The plot moves from scene to scene and while most scenes work, there are a few that fall flat and a few that progress into fantasy. It may be that L’Amour’s main reason for writing this book was to name-drop all the people and places that eventually resulted in forming modern-day Southern California. Towards the end of the book, however, the travels of the main character become impossible with respect to the places mentioned and the distances between them.

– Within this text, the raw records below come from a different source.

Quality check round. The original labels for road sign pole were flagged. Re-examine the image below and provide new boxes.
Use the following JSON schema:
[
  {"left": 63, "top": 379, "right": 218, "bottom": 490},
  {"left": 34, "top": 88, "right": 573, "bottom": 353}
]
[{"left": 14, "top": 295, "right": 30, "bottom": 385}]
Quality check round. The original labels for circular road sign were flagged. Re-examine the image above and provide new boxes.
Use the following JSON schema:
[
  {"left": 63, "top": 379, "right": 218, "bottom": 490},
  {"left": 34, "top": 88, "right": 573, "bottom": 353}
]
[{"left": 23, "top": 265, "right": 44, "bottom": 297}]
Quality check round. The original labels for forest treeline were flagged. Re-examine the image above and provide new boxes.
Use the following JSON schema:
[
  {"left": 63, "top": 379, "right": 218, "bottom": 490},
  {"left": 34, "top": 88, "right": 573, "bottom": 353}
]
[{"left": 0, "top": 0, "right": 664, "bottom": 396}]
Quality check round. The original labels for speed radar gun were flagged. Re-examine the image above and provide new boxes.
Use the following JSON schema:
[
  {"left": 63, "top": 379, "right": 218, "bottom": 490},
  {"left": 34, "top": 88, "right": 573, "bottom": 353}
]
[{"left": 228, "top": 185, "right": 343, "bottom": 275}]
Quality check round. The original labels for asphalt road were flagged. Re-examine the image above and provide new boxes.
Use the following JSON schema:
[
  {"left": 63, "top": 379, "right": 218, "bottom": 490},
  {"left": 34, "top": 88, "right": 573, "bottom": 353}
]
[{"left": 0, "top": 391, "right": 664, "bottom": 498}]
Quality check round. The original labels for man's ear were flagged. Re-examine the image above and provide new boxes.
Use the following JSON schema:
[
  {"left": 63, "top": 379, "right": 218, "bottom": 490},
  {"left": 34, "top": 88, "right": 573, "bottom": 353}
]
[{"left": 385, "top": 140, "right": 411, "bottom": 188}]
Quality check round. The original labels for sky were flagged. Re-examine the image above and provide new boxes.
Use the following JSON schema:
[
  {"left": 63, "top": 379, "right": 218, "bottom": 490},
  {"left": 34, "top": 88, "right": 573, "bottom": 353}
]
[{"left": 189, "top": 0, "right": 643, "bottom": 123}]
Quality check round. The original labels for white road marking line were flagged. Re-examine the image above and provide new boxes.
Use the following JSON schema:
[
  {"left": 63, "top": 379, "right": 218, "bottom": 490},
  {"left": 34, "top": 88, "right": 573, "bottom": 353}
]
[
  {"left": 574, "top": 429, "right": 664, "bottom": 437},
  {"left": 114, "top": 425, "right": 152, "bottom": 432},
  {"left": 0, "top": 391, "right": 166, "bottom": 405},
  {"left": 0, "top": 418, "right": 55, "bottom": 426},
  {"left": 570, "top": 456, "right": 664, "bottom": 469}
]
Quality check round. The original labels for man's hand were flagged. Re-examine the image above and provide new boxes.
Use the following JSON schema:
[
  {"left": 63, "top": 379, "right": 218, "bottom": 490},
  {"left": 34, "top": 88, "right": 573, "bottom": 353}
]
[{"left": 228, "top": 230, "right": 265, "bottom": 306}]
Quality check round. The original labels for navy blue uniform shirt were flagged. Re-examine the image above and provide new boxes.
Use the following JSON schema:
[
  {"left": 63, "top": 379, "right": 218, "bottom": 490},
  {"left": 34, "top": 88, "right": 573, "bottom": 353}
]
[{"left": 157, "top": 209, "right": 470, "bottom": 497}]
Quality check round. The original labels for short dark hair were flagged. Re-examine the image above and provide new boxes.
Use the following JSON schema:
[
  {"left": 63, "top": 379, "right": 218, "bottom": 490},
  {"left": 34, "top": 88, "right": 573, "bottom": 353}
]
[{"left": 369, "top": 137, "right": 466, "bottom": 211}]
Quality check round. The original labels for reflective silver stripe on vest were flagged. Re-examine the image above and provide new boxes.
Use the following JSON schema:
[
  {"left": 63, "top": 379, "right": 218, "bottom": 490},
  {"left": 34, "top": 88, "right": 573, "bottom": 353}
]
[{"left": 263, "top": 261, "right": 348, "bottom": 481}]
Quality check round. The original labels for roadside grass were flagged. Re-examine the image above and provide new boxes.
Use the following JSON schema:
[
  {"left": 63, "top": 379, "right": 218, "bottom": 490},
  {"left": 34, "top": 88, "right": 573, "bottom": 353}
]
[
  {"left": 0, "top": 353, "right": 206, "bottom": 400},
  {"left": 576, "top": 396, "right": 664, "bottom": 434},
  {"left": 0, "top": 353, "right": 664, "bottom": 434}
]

And therein lies the disappointment. I was hoping for the pre-developed California environment to take its place among the characters. I was hoping that descriptions of heat, barren mountains, and seemingly lifeless brush would stir up my own feelings of fear that I felt during my childhood road-trips through these inhospitable places. I was hoping for characters with distinct personalities. In short, I was hoping for something more than just an entertaining story.